SOUTH EAST OFFICE INVESTMENT MARKET REVIEW
The UK economy was characterised by political turbulence through the final quarter of 2019, as the country underwent a second Brexit extension and a general election. Q4 has traditionally been the most active period for investors, however Q4 2019 proved to be defined by a lack of stock as investors held back sales in the run up to the Brexit deadline. That said, a large proportion of deals carried forward from the summer completed before the year end, with 19 deals (c. £522m) completing in December once clarification on the general election was provided. Total transaction volume for 2019 totalled £3.16bn, reflecting a 16% drop on 2018. The total transaction volume for the quarter was £1.224bn, which exceeded Q3 volumes by 35% and by 17% on its respective quarter last year. Furthermore, the outcome of the general election has provided greater political clarity and with a clearer direction for the UK, investors appear more optimistic for 2020.

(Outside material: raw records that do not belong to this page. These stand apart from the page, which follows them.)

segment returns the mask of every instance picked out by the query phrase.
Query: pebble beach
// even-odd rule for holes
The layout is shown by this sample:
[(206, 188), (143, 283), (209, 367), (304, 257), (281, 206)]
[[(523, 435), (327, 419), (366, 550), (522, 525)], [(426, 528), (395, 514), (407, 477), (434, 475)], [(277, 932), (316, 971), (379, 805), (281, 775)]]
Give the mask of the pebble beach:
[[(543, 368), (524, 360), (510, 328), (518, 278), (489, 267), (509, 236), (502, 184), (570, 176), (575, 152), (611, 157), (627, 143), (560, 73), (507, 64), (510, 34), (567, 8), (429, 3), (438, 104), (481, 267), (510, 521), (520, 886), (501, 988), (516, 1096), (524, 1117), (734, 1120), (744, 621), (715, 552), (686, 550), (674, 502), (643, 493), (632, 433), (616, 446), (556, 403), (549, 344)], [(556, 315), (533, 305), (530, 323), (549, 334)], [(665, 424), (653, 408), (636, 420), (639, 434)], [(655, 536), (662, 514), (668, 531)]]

Amid the uncertainty, the deployment of capital remained focused on well-positioned core assets with strong tenant covenants. Institutions competitively targeted core prime opportunities providing security of income and liquidity and prime net initial yields held stable at 5.00%. The ‘flight to quality’ by institutions was a prominent trend for Q4, as they recorded £405m of acquisitions, establishing themselves as the most active investor by a notable margin.
The south east office occupational market has shown good levels of take-up and a fall in availability for the submarkets offering the best quality and most flexible stock in core town centre locations. This has provided a compelling opportunity for investors and developers targeting value add/repositioning assets.
Looking ahead we expect there to be a good appetite for Grade A south east offices as new opportunities are launched to the market and the more evergreen capital selectively returns in search of value and growth. The greater degree of political certainty will improve liquidity positions and in turn translate into higher transaction volumes for 2020.